Roberts sees certain things as a possible permanent change as a result of the pandemic, particularly in regards to how small breweries operate. “I see limited seating, reduced hours, and more carryout in the future,” he explained. “For breweries operating as taproom-only sales, they will need to move toward a normal production brewery operation with canning and distribution given that the on-premise sales are reduced. Realistically, I see it taking three to five years for the economy to rebound and for us to find and accept our new normal.”
The Questions No One is Asking
There’s a lot of misinformation floating around right now, and many people citing inaccurate numbers or information allowing them to engage in confirmation bias. They’re addressing different questions – is this worse than the flu? Is this as bad as everyone says? Are the numbers accurate, or are they being inflated?
But what are the questions that need to be answered that no one is asking? For Humbard, that answer is involved and a little complex. “In school, I studied outbreaks and pandemics,” he said. It was just part of the normal coursework for someone with my education. Covid-19 isn’t’ the one people worry about, it is more like the little brother of the one we really worry about.
“I think the thing we aren’t really doing in a public way is addressing or assessing our response to this outbreak or treating this as a stress test, wherein our response broke down. The last thing we should be doing is patting ourselves on the back and taking a victory lap.
“The death toll in the US will pass [100,000] and we MIGHT be half way through the first curve. The shapes of these curves are pretty symmetric so if 75K got you halfway [through the curve], you have [roughly] 75K on the back half too.” In light of that, the two important questions that need to be asked include: Have we reached the other side of the first curve yet? And what will the second curve look like? Will it be the same, or will it be worse?

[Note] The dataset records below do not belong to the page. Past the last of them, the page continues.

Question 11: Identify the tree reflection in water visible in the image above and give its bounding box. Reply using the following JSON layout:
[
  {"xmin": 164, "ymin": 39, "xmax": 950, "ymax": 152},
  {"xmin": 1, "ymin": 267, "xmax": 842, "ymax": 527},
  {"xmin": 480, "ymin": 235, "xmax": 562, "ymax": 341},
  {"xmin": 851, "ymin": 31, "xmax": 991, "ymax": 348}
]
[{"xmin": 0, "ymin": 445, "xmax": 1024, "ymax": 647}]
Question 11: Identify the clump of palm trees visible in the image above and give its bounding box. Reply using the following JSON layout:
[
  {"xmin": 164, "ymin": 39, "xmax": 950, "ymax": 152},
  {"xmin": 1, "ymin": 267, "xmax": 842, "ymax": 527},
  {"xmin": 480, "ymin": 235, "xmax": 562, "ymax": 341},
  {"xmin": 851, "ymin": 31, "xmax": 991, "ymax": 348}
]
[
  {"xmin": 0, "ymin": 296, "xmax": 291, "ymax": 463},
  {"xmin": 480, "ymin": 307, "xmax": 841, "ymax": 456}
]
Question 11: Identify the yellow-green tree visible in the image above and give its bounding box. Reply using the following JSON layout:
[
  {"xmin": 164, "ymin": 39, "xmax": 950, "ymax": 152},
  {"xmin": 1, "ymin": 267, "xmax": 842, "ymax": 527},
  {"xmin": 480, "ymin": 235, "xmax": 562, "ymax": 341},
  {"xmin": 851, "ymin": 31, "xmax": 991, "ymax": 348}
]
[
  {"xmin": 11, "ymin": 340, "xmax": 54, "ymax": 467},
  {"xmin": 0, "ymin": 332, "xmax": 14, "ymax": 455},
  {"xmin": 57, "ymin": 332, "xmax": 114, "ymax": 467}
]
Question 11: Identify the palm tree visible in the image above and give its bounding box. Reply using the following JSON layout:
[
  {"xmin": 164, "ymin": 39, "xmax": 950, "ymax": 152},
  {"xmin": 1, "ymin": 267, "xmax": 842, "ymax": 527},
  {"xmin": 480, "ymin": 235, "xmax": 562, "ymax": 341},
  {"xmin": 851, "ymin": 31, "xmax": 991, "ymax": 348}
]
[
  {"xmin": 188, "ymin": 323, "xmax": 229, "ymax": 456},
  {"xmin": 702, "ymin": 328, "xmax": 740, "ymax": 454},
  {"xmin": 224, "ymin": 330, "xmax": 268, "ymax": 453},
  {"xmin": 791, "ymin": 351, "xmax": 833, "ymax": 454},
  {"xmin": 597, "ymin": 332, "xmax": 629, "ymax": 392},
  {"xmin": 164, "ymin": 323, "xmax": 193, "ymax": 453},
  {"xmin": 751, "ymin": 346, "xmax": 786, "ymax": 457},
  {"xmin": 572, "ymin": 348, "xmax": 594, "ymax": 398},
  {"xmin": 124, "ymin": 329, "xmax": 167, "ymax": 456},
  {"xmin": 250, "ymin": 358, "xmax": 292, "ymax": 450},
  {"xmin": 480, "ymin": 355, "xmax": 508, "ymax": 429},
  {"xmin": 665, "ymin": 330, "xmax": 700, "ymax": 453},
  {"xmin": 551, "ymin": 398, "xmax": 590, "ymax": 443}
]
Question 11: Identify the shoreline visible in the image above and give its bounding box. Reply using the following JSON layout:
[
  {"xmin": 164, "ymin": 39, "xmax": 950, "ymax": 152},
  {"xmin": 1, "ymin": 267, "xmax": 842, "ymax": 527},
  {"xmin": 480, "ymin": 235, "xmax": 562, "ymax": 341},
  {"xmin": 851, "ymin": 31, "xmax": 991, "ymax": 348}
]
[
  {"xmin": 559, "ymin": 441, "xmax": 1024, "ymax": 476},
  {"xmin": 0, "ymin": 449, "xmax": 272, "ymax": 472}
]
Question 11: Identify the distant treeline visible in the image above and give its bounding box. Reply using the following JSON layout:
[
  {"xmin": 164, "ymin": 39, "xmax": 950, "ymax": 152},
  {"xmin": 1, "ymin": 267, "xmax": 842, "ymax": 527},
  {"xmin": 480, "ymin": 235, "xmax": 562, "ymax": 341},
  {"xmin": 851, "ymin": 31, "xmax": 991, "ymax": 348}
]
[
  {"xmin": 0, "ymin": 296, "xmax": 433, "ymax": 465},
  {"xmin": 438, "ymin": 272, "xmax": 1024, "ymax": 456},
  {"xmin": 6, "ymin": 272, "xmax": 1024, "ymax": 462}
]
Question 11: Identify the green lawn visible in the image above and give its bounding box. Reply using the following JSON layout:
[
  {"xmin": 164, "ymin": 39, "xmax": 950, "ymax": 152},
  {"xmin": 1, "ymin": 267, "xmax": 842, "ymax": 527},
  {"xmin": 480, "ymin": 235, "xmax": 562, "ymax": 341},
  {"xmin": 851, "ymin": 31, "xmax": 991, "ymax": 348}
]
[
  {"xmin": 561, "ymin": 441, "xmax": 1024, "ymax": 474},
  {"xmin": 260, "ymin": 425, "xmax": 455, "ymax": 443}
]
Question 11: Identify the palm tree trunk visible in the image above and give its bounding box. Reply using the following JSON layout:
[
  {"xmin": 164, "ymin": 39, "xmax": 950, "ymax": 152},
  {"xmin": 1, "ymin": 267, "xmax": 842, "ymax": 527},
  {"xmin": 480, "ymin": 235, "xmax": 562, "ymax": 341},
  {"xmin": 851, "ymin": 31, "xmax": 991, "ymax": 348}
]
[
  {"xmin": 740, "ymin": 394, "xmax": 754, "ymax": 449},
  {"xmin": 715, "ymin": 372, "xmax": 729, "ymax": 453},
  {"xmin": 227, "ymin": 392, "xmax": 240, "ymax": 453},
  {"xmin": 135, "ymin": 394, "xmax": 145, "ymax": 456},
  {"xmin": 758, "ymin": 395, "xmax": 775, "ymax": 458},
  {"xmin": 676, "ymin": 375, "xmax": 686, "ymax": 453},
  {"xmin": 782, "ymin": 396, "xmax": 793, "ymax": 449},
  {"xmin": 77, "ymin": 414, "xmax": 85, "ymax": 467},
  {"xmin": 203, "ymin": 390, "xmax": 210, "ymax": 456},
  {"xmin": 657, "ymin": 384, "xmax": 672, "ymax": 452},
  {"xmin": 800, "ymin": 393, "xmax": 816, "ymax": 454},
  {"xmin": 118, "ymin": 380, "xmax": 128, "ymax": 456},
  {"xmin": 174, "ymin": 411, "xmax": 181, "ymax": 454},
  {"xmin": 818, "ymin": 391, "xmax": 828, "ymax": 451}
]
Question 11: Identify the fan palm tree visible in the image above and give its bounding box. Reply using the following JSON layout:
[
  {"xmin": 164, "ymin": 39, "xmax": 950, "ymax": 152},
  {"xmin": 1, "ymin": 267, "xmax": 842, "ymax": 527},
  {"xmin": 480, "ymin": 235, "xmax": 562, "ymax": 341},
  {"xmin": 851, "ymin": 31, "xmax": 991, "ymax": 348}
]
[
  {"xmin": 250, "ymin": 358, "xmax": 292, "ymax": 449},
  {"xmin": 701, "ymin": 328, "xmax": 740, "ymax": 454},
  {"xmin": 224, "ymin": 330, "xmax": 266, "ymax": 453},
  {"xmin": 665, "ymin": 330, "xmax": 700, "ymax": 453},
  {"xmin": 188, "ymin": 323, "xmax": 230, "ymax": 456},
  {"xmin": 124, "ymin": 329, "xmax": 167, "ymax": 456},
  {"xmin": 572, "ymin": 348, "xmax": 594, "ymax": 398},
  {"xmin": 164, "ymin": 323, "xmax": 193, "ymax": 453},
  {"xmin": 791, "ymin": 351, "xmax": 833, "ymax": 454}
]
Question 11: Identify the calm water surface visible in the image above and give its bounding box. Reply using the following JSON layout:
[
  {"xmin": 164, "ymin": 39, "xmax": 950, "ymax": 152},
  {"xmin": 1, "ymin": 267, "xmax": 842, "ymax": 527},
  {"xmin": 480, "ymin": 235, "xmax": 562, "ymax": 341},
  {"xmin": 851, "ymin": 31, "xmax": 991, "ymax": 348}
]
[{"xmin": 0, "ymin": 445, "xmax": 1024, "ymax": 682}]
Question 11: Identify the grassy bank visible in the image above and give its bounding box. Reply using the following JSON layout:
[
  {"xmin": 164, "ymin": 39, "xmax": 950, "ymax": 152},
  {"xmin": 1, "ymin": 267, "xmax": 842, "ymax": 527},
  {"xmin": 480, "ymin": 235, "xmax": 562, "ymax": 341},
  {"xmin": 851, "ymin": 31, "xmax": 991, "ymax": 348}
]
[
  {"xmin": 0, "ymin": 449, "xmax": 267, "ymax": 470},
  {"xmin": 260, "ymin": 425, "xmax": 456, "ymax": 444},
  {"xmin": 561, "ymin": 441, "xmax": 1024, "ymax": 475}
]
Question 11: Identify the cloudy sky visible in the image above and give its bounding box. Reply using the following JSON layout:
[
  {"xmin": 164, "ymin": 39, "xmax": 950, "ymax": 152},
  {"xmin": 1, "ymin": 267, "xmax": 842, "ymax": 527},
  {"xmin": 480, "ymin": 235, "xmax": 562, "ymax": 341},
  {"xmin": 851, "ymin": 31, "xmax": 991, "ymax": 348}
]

Humbard continued, “One of the biggest things that is ignored is the morbidity of the disease. People are obsessed with debunking the death numbers but are generally ignoring the rest of the problem. The real issue is how miserable people are while they are sick. It is an anecdote but a close relative in his 30s got COVID and was incapacitated for 4 weeks, couldn’t do much of anything. The estimated economic impact for seasonal flu is estimated to be about 100 billion dollars a year, that’s for a disease that puts you down for a week, [an illness] that we can vaccinate against, and has a measure of immunity in the general population. COVID takes people out for 2 – 4 times longer, that’s just time off work, taking people away from their jobs for 5-10% of the year to lay in bed and cough? Let’s not think about the deaths of hundreds of thousands of people for a minute and think about having a million workers lay in bed for a month. That piece is barely discussed at all.”
The question Roberts leaves us with is a chilling one to think about. “What do we do if a vaccine doesn’t work?”